Omeish clearly knew what he was taking on when he made “The War Around Us.” “I wanted to reduce the violence because less is more,” he says, explaining that the audience would have felt beaten up by the experience if the extreme violence of in the images wasn’t mitigated by post facto studio interviews with Mohyeldin and Tardos.

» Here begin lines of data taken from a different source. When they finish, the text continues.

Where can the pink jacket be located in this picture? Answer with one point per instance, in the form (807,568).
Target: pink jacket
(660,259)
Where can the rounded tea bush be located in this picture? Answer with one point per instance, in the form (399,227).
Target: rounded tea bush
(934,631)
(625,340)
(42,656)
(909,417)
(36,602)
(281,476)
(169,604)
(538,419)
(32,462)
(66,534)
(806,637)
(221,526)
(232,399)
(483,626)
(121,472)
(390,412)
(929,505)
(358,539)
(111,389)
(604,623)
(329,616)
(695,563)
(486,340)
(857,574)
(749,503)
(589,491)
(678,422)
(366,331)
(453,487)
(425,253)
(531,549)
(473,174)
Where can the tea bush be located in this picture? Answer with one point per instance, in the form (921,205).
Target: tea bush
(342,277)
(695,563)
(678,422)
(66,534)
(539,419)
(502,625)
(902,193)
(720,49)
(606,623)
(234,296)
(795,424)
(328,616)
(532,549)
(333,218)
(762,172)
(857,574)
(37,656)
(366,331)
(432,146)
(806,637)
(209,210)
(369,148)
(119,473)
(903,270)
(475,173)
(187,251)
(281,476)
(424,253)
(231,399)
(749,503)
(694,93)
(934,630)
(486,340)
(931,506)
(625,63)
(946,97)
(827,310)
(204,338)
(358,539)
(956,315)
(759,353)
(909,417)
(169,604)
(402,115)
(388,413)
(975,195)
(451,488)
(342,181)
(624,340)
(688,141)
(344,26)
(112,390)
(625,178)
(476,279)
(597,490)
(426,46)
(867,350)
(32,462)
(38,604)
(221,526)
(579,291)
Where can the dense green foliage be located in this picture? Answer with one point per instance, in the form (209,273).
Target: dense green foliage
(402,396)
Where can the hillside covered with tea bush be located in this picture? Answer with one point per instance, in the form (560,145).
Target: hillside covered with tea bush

Another leavening factor is Austin Wintory’s well nigh miraculous score, which is a far cry from the usual anodyne doc one. He gets extraordinary contributions from cellist Stephen Erdody who is first desk in countless studio orchestras, violinist Roger Wilkie, harpist Charissa Barger, vocalist Holly Sedillos, and does the programming—rhythm and percussion tracks—himself.
“The War Around Us” is a harrowing experience; one scene in particular says it all. A father finds his tiny daughter—her corpse wrapped in cloth—on a small shelf in the morgue. “I want to see her, I want to hold her by myself, I want to kiss her,” he cries, and when he realizes she’s dead, he faints, his face hollow with grief as they bear him away.
“I wanted people to question war. The price of it is very high,” Omeish says, and the price of it is written on the faces of every person, especially the children, we see in Omeish’s truly remarkable film.